Sie verglichen die Laute, die zum Beispiel die Briten bei Zorn, Ärger, Trauer, aber auch Freude oder Erheiterung ausstoßen mit denen eines Naturvolks in Namibia. Dabei kamen sie zu dem Schluss, dass sich die Probanden beider Volksgruppen auch ohne Worte in dieser Sache prima verstanden. Unsicherheiten gab es allerdings beim Seufzen. Das Naturvolk konnte vor allem das Seufzen, das britische Probanden als Zeichen von Erleichterung von sich gaben, nur schwer identifizieren. Die Forscher führen das darauf zurück, dass positive Erfahrungen in der Evolutionsgeschichte meist nur mit Mitgliedern der eigenen Gruppe geteilt wurden und deshalb auch innerhalb dieser Gruppe besser verstanden werden.

Das sagen Gesprächstherapeuten über den tiefen Japser

Andere Psychologen wie zum Beispiel Gesprächstherapeut Ulfried Geuter sehen es als eine Art Reset-Taste der Psyche, mit der sich Emotionen und Spannungen entladen. Besonders in Anspannung und Aufregung kann es demnach helfen, einmal tief Luft zu holen und durchzuatmen, um den inneren Tacho wider herunterzufahren.

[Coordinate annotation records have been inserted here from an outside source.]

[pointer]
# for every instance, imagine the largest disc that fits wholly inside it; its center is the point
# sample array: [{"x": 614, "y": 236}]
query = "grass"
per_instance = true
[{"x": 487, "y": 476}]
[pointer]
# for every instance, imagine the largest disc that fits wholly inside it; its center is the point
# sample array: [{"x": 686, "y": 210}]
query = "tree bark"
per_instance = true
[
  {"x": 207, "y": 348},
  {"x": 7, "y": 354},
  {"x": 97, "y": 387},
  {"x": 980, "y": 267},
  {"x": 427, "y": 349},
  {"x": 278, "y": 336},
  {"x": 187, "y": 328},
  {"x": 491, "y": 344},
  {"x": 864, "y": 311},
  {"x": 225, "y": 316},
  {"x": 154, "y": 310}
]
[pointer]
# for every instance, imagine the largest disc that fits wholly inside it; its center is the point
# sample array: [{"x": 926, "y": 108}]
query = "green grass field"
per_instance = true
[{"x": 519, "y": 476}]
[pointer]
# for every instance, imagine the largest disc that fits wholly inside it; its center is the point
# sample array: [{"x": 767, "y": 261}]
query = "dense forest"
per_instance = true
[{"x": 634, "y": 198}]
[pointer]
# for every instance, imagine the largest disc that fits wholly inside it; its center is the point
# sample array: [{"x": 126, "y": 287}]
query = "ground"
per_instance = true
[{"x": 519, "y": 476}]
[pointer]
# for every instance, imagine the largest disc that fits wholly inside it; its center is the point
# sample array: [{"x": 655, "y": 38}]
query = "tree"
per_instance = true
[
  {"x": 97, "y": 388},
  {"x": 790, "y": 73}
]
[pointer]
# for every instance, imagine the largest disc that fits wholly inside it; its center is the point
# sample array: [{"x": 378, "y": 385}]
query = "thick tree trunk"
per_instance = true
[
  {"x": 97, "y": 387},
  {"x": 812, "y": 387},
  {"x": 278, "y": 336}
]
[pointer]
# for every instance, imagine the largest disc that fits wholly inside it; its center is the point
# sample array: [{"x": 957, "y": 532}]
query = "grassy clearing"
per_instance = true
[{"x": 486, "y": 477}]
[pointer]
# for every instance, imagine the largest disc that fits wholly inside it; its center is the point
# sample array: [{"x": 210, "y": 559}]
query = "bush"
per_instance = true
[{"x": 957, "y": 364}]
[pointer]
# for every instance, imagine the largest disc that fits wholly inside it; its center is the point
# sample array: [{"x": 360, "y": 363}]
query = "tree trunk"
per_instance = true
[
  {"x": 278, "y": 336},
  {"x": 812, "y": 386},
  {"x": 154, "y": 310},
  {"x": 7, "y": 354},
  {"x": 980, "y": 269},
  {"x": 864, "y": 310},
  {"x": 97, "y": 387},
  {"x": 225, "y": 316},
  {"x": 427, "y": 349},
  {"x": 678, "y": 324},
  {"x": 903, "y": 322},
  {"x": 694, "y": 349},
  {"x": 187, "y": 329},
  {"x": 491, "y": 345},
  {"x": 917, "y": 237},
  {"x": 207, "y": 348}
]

Das meine Sozialpsychologen zum Thema Seufzen

Bislang Unbekanntes brachte auch der Norweger Karl Halvor Teigen von der Universität Oslo über das Phänomen ans Licht: Er ging der Frage nach, warum Menschen im Alltag seufzen und erhielt dafür im Jahr 2011 den Spaß-Nobel-Preis, den jährlich die Harvard University vergibt. Anhand einer Fragebogen-Studie untersuchte er, was Menschen mit dem Seufzen verbinden. Die meisten seiner Probanden verbanden mit dem stoßhaften Ablassen von Luft hauptsächlich den Ausdruck negativer Gefühle.

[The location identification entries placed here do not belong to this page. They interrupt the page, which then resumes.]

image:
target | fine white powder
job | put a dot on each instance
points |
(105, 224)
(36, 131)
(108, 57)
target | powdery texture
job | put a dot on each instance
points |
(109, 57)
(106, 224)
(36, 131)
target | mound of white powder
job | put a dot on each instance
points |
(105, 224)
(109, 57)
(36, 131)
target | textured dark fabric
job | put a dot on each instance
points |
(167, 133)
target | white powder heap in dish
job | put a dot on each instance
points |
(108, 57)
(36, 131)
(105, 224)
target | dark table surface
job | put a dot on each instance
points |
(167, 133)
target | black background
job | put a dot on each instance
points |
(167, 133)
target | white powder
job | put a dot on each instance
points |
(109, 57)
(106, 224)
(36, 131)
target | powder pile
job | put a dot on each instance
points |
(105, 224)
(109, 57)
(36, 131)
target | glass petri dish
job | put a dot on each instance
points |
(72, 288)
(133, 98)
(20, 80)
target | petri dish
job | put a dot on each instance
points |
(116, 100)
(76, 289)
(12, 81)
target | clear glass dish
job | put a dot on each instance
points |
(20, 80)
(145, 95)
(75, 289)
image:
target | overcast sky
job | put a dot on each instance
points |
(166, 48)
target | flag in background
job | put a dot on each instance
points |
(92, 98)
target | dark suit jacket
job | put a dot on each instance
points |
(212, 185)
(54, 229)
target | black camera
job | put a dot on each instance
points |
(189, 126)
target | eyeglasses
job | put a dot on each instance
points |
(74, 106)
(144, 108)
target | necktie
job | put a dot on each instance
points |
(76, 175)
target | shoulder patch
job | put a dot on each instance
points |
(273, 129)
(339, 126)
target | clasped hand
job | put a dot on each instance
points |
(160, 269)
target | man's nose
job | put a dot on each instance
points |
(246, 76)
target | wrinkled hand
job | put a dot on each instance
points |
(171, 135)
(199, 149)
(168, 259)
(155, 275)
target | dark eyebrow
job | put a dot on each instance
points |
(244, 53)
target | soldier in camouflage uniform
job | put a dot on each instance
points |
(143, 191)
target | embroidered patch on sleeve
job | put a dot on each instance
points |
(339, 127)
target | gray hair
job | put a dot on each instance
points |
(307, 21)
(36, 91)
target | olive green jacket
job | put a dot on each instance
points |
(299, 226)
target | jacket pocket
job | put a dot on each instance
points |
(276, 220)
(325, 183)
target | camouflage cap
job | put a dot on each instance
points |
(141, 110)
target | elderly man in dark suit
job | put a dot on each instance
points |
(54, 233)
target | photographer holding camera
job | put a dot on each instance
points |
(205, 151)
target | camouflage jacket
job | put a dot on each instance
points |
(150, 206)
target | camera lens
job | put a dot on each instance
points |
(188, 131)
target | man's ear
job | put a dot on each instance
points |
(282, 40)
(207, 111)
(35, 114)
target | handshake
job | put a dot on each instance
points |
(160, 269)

Nach einer zweiten Studie kommt er zu dem Schluss, dass Seufzer meist unbeabsichtigt über die Lippen gehen, wenn man nach Lösungen ringt und einen Plan oder Wunsch verwerfen muss. Dabei ist seufzen in der Regel ein unbewusster Vorgang, der bei Frustration oder auch Hilflosigkeit auftritt, schlichtweg immer dann, "wenn man aufgeben muss oder sich dumm fühlt", schreibt Teigen in seiner Studie dazu. Auch hier gilt der tiefe Atemstoß als so etwas wie eine Pause. Man macht sich Luft, bevor man erneut in Aktion tritt.

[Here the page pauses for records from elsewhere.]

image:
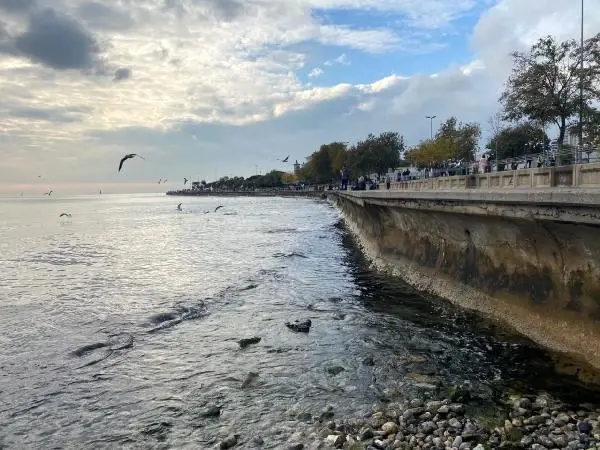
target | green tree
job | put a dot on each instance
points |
(460, 139)
(430, 153)
(544, 84)
(324, 165)
(591, 128)
(376, 153)
(517, 140)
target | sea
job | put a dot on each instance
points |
(119, 325)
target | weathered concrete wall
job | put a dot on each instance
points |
(540, 275)
(577, 175)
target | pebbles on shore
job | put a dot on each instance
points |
(531, 423)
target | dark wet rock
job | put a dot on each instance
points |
(389, 428)
(211, 411)
(560, 440)
(527, 440)
(365, 433)
(412, 412)
(158, 430)
(433, 406)
(163, 317)
(337, 440)
(428, 427)
(584, 427)
(252, 376)
(243, 343)
(459, 394)
(299, 326)
(326, 414)
(229, 441)
(545, 441)
(81, 351)
(335, 370)
(368, 361)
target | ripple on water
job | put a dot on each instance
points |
(135, 343)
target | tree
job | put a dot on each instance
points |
(460, 138)
(376, 153)
(324, 165)
(591, 128)
(518, 140)
(544, 84)
(430, 153)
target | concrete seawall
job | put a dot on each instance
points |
(528, 258)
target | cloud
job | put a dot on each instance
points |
(17, 6)
(104, 17)
(316, 72)
(46, 114)
(121, 74)
(342, 60)
(239, 83)
(56, 40)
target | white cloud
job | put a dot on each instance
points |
(316, 72)
(342, 60)
(213, 87)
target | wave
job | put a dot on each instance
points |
(289, 255)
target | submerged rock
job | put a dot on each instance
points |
(299, 326)
(243, 343)
(229, 441)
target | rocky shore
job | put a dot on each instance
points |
(529, 422)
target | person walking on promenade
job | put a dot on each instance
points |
(344, 178)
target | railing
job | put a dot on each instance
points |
(576, 175)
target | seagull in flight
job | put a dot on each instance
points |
(126, 157)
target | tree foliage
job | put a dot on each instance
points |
(544, 84)
(518, 140)
(454, 142)
(375, 154)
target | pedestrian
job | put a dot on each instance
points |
(344, 178)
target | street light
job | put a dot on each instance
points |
(581, 93)
(431, 124)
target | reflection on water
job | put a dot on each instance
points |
(121, 324)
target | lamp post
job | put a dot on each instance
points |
(581, 93)
(431, 124)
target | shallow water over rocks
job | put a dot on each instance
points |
(121, 326)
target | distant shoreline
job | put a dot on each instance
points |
(269, 193)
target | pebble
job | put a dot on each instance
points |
(229, 441)
(389, 428)
(442, 424)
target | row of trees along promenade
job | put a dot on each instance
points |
(542, 93)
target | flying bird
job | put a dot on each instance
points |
(126, 157)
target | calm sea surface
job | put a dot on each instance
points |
(119, 325)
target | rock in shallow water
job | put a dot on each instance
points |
(229, 441)
(299, 326)
(243, 343)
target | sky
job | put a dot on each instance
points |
(207, 88)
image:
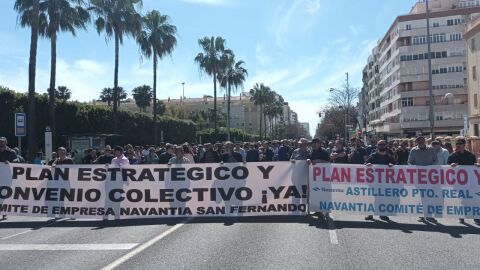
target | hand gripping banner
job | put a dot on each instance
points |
(152, 191)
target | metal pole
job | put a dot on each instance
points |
(430, 79)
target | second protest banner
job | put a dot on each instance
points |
(142, 191)
(432, 191)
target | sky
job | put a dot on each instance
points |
(300, 48)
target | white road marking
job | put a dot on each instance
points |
(143, 246)
(76, 247)
(332, 231)
(33, 229)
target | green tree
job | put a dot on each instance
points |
(107, 95)
(62, 93)
(233, 77)
(261, 95)
(142, 96)
(28, 16)
(156, 39)
(117, 18)
(212, 61)
(57, 16)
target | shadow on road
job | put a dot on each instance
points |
(455, 231)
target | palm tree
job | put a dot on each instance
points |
(28, 16)
(143, 96)
(56, 16)
(107, 95)
(212, 61)
(260, 95)
(116, 18)
(233, 76)
(156, 39)
(63, 93)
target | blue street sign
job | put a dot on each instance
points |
(20, 125)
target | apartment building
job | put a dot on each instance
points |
(472, 38)
(396, 78)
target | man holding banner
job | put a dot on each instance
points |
(380, 157)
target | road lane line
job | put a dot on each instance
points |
(33, 229)
(76, 247)
(332, 231)
(143, 246)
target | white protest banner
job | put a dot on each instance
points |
(433, 191)
(151, 191)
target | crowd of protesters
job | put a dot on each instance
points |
(315, 151)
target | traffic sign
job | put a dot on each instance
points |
(20, 125)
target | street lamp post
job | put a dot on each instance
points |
(430, 79)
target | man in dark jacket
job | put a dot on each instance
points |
(461, 156)
(381, 156)
(284, 151)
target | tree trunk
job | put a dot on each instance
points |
(155, 127)
(228, 112)
(261, 113)
(32, 132)
(115, 86)
(215, 102)
(53, 68)
(265, 125)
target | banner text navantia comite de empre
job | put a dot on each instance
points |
(431, 191)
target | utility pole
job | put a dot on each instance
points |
(430, 79)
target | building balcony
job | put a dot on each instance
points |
(439, 124)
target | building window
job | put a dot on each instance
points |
(407, 102)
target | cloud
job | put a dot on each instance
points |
(209, 2)
(297, 18)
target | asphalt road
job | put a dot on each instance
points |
(345, 242)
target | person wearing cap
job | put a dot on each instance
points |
(461, 156)
(318, 155)
(119, 159)
(302, 152)
(442, 153)
(402, 153)
(230, 156)
(151, 157)
(284, 151)
(238, 148)
(422, 155)
(107, 156)
(339, 153)
(179, 157)
(209, 155)
(252, 153)
(6, 154)
(358, 154)
(165, 157)
(62, 158)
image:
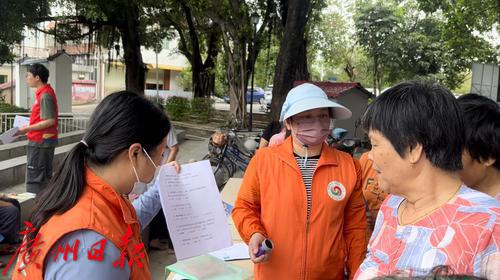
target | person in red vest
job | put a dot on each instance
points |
(42, 130)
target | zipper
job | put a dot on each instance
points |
(308, 218)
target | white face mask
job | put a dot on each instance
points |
(141, 187)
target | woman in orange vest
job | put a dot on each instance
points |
(82, 226)
(304, 196)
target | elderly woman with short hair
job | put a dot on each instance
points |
(430, 218)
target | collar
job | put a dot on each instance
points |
(42, 89)
(113, 198)
(328, 156)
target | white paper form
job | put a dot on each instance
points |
(193, 209)
(10, 135)
(20, 121)
(239, 251)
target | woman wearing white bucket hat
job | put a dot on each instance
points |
(304, 196)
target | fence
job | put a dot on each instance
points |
(67, 122)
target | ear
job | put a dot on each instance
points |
(415, 154)
(133, 151)
(489, 162)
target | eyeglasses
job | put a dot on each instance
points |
(311, 119)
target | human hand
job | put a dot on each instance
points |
(175, 164)
(23, 130)
(253, 247)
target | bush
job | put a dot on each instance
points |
(178, 108)
(7, 108)
(201, 108)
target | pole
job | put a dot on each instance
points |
(157, 81)
(253, 74)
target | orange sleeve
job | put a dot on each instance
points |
(355, 226)
(246, 211)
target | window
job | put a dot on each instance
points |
(153, 86)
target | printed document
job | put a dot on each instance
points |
(193, 209)
(10, 135)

Das sagen Biologen über das Seufzen bei Babys

Eine lebenserhaltende Rolle spielt das tiefe Luftholen bei Babys, fanden Wissenschaftler der Universität Bern heraus. Alle 50 bis 100 Atemzüge machen Babys für gewöhnlich einen tiefen Atemzug. Gesteuert wird das vom Atemzentrum im Hirn und hilft den Kleinen dabei, einen stabilen und regelmäßigen Atemrhythmus zu entwickeln. Wie ein Reset-Schalter unterbricht ein Seufzer den Atemrhythmus, wenn dieser zu langsam wird. So stellt sich mit der Zeit ein stabiles Ein- und Ausatmen ein, das auch auf Veränderungen im Sauerstoffbedarf schnell reagiert.